B.Tech. Data Science and Analytics is a four-year undergraduate program that focuses on providing students with in-depth knowledge of data analytics, data mining, machine learning, and other related fields. The program equips students with the skills required to analyze complex data sets and make informed decisions using data-driven insights.
Core Curriculum:
Foundations of Computer Science: Introduction to programming languages, algorithms, data structures, and software engineering principles.
Mathematics and Statistics: Strong emphasis on mathematical concepts including calculus, linear algebra, probability, and statistics. These are fundamental for understanding algorithms and models used in data analysis.
Data Management: Study of databases, data warehousing, data cleaning, and data integration techniques.
Machine Learning and AI: Understanding the principles and applications of machine learning algorithms, neural networks, deep learning, and artificial intelligence for data analysis.
Data Visualization: Techniques for presenting data visually to aid in understanding and decision-making.
Big Data Technologies: Handling large-scale data using tools like Hadoop, Spark, and distributed computing systems.

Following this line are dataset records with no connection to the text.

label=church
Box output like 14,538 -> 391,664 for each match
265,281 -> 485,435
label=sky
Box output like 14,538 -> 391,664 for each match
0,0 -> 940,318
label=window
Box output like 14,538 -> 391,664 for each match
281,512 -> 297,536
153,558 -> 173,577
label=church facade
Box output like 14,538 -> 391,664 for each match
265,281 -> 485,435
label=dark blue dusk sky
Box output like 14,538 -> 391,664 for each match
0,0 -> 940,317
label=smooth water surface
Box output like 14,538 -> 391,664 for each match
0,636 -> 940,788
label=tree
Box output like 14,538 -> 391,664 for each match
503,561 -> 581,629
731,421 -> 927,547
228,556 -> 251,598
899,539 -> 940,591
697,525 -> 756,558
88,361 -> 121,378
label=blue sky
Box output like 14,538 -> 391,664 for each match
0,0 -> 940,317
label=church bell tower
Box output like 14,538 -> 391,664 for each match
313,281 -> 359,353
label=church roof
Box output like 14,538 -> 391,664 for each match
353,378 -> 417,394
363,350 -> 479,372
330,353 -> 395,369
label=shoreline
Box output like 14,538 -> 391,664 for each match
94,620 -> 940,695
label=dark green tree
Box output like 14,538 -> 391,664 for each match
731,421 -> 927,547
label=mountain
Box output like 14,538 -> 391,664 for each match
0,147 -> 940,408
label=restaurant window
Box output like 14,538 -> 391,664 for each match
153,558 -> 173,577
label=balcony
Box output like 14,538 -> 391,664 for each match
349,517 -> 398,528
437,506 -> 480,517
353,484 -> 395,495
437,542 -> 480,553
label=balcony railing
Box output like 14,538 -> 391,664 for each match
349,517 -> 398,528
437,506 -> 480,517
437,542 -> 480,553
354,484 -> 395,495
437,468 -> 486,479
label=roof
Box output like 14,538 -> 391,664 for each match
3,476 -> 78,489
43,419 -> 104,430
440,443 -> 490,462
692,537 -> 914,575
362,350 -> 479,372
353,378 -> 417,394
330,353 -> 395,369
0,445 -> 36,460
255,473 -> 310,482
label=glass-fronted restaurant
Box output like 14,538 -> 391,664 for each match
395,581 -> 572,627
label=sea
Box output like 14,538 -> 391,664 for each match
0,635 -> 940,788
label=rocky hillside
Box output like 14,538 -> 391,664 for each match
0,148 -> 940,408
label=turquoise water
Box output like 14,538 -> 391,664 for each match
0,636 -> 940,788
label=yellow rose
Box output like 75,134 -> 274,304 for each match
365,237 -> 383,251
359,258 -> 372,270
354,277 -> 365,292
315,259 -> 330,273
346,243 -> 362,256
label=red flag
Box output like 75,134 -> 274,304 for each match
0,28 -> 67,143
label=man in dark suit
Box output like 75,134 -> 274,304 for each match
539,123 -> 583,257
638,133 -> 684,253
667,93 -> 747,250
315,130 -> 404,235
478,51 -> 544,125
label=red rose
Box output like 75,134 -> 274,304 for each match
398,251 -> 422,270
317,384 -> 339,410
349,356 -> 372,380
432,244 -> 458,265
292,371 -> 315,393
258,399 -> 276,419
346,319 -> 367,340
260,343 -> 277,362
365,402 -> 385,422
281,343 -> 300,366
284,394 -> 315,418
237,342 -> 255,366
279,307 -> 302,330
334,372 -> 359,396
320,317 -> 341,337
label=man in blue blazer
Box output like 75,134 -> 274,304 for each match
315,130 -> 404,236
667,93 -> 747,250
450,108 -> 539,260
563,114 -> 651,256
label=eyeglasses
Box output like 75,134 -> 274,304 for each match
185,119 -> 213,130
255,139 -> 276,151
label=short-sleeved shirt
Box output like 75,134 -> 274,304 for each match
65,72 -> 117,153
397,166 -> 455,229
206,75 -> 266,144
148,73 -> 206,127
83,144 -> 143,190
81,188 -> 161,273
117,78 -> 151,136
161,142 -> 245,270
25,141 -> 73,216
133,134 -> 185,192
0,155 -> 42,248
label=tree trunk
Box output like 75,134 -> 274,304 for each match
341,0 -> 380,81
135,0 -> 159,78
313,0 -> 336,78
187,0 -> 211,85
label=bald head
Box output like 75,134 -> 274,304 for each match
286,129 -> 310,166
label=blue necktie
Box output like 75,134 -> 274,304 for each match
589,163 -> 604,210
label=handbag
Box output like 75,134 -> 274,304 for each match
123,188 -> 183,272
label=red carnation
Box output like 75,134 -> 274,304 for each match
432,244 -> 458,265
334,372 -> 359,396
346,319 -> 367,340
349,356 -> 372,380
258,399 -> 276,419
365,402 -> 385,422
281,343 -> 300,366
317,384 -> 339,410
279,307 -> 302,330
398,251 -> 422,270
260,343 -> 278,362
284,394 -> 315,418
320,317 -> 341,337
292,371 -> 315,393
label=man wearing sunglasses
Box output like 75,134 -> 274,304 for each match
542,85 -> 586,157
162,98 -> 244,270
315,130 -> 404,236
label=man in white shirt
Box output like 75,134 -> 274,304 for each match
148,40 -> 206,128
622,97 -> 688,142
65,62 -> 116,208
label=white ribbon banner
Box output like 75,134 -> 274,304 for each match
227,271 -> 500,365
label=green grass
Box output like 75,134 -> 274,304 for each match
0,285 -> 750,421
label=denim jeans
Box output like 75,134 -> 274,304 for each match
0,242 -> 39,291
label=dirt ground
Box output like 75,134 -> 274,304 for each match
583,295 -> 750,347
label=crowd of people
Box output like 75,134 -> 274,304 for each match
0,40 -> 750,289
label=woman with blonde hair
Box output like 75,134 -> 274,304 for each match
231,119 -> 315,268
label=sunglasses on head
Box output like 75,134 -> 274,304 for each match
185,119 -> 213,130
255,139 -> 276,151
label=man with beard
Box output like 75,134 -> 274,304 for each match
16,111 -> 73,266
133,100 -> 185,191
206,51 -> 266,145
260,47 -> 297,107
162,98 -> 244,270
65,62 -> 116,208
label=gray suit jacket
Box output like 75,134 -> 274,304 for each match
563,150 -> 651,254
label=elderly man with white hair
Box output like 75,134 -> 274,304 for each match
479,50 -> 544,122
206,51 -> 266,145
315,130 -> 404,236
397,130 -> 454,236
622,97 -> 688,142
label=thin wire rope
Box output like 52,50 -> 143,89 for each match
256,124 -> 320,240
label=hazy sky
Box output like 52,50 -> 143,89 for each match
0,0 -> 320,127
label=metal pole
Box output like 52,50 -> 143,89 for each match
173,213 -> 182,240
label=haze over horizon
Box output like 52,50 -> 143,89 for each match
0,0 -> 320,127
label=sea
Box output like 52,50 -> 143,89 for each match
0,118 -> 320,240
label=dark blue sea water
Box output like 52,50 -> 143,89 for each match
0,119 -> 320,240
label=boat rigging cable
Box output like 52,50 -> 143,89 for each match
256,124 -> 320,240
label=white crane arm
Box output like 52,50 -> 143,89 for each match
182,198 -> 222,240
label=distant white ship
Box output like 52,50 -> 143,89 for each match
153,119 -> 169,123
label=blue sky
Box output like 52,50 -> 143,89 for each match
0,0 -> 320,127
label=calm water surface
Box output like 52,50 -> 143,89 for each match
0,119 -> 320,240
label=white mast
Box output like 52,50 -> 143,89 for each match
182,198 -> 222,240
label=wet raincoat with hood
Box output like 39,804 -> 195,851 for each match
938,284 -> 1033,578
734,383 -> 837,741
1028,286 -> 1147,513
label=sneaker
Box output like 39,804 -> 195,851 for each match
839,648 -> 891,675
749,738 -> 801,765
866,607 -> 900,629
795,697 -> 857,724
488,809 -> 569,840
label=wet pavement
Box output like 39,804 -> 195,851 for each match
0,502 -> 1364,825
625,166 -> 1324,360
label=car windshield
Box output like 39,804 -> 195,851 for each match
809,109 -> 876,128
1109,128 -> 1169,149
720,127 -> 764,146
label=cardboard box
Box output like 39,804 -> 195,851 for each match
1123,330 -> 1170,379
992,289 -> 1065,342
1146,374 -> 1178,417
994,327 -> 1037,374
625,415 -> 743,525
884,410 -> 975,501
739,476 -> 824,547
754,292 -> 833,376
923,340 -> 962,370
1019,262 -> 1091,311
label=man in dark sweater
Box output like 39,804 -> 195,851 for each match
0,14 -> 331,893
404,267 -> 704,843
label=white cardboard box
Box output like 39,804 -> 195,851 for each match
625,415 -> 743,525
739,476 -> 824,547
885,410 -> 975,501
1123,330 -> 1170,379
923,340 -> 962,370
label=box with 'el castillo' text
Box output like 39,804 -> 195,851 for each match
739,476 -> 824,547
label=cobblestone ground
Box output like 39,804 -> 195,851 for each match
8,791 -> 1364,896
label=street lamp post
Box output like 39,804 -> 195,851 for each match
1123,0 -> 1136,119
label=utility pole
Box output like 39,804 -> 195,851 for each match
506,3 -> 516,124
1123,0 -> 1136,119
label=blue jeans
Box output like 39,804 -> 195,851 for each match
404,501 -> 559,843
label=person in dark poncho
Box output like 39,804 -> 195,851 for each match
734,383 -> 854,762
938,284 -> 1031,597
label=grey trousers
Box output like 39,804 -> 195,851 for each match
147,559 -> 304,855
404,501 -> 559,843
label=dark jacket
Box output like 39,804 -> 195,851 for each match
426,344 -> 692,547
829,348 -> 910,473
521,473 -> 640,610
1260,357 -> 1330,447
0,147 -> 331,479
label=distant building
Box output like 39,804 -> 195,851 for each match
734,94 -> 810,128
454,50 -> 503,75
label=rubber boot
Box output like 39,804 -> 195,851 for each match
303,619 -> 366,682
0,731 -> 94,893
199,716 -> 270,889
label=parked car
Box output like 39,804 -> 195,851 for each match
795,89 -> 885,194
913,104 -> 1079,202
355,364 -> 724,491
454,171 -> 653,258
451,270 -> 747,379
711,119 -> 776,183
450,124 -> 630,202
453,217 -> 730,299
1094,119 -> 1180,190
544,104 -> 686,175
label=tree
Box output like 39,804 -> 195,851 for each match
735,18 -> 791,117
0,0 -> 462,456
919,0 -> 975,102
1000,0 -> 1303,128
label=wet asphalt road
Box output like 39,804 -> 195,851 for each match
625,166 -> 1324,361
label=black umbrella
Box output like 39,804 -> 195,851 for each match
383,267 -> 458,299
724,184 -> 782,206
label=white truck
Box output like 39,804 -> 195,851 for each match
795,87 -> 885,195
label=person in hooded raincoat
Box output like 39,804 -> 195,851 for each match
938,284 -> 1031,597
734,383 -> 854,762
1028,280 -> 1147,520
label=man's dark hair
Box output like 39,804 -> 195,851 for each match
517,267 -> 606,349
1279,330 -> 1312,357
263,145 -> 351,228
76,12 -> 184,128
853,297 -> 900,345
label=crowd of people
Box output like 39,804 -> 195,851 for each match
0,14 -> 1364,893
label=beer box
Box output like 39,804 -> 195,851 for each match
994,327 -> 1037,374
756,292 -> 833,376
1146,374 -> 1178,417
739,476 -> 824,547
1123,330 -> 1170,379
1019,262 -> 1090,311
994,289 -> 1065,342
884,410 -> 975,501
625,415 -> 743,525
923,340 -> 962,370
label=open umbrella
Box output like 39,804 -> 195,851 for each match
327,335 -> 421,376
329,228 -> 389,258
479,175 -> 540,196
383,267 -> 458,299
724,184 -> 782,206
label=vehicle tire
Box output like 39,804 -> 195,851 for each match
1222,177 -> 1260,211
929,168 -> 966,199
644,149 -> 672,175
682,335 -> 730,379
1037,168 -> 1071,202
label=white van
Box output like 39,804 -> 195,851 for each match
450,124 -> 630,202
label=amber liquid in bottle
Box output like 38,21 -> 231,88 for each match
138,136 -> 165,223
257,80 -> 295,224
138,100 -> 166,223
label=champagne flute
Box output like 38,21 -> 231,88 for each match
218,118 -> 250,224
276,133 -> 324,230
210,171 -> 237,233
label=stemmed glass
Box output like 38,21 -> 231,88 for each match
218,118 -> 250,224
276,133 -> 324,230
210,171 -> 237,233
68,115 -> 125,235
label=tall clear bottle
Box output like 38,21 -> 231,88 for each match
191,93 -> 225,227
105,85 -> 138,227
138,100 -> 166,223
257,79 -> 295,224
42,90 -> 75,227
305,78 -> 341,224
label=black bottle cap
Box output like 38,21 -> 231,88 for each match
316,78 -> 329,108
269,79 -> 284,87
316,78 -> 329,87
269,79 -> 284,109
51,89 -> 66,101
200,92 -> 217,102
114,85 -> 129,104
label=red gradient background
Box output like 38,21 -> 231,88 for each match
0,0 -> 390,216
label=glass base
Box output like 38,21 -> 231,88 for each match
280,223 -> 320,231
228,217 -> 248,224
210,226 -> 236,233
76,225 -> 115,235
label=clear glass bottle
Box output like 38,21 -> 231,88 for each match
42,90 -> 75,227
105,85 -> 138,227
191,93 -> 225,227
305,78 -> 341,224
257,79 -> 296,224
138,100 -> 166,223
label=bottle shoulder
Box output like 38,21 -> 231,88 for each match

Domain-specific Applications: Application of data science techniques in specific domains like finance, healthcare, marketing, etc.
Ethics and Data Privacy: Understanding the ethical implications of data collection, storage, and usage.
Skills Developed:
Programming Proficiency: Proficiency in languages like Python, R, SQL, etc.
Data Analysis: Ability to analyze large datasets using statistical and computational techniques.
Problem-Solving: Skills to tackle complex problems through data-driven approaches.
Critical Thinking: Ability to evaluate data and make informed decisions.
Communication Skills: Effectively conveying insights derived from data to diverse audiences.
Career Opportunities:
Graduates with a B.Tech. in Data Science and Analytics can pursue various career paths such as:
Data Science and Analytics are increasingly critical in various industries, including finance, healthcare, e-commerce, marketing, and more. Organizations rely on data-driven insights to make informed decisions, improve efficiency, and gain a competitive edge.
B.Tech. Data science and analytics Eligibility Criteria:
To be eligible for the B.Tech. Data Science and Analytics program, candidates must have completed their 10+2 education in the Science stream with Mathematics as a compulsory subject. Additionally, candidates must have cleared a relevant entrance exam, such as JEE Main, JEE Advanced, or BITSAT.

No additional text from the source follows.